Attendees heard about plans to design a climate-resistant hospital that will reduce carbon emissions, save water, conserve energy, reduce waste and be accessible to all forms of sustainable and green transportation.
“Last but not least, the new campus will include a significant expansion of our research and innovation work,” said Love. “The reality is, new discoveries in health care are the key to the future treatments, not only just for our community but globally.”
The new research building will house Canada’s leading neuroscience centre, as well as an innovation hub. Said Love: “This will be an environment that will enable our teams to significantly advance research discoveries and implement their approaches using artificial intelligence and digital technology.”

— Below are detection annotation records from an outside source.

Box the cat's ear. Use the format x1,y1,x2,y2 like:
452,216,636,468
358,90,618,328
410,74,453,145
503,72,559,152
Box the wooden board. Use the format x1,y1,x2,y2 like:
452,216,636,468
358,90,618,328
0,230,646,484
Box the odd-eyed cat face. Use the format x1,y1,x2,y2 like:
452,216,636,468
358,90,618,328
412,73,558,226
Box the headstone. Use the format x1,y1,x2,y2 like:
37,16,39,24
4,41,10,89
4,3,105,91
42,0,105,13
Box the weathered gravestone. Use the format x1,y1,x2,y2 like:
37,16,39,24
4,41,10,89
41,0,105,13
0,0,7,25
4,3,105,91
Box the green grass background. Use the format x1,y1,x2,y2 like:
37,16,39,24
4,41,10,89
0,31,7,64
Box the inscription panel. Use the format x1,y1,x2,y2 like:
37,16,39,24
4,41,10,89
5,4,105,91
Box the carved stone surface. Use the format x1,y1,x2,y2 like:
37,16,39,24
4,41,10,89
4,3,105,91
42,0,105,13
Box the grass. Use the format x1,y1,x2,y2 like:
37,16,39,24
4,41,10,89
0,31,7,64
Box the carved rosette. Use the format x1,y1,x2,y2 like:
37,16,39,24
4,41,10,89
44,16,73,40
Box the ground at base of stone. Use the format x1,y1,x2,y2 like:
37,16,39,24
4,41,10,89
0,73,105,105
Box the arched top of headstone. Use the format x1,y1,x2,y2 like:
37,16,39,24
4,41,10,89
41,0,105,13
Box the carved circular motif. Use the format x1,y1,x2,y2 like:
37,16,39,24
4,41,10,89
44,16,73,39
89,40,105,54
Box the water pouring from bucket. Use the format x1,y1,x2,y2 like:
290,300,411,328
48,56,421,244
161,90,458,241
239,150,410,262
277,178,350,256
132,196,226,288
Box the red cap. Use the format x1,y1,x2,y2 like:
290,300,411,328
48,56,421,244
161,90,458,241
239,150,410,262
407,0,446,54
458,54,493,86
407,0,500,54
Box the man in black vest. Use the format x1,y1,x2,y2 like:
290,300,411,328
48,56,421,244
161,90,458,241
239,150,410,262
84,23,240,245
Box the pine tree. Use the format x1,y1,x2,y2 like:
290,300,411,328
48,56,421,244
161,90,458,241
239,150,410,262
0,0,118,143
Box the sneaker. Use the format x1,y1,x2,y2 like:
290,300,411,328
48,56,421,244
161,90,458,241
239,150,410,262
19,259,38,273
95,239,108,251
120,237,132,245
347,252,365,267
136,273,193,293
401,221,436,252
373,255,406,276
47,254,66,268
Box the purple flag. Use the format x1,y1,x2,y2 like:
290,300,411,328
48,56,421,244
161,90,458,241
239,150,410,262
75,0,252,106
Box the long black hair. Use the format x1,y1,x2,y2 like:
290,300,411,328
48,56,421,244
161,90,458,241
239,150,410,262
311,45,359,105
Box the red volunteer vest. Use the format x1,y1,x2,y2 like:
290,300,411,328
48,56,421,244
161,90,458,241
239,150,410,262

TOH remains one of the top three leading research hospitals in Canada, the room heard. The hospital employs 17,000 people and expects its new campus to be a draw for top physicians, nurses and researchers from around the globe, said Love. “We’ve already recruited more than 2,000 new doctors and nurses to TOH over the last 18 months.”
Love said the new campus is “truly an exciting project” for the community. The first phase is ongoing with the construction of the parking garage. Preparations are underway for starting work on the main building, he added. “We hope to have an announcement in the coming months about the firm that will be building the new hospital.”
Among the speakers that morning was Holly Wagg, who lost her wife, Julia, 36, to an aggressive form of leukemia in 2017. Wagg did a beautiful job sharing her story, from her wife’s diagnosis to her treatment at TOH to her eventual passing at the hospital. Wagg said her wife had been surrounded by all the people who loved her most, and slipped away during a bedtime ritual that involved reading to their young daughter. It had been a Harry Potter book, the fourth in the series.
“This was the end of Julia’s incredible life here on Earth but not the end of her story,” said Wagg, who spoke of a gift that her wife left in her will in support of research at The Ottawa Hospital. Wagg has done the same, in honour of Julia.
“Being part of life-saving research was important to both of us,” said Wagg. “At the time, treatment protocols for AML (acute myelogenous leukemia) hadn’t really changed in 20 years. We wanted to do whatever we could to make sure other families never had to experience what we did.
“It didn’t take long to first-hand see the difference that research can make, and see how research can tell a different story for a different family,” said Wagg while sharing a more recent case of a young woman diagnosed with the same cancer as Julia, but whose life was ultimately saved by CAR T-cell therapy, a type of cancer immunotherapy treatment.
“When Julia and I made this gift in our will to The Ottawa Hospital, this is exactly the kind of research advancement that we had hoped to see. It was the kind of happy ending that Julia wanted to write, the kind of happy ending that I would have wanted for our story.”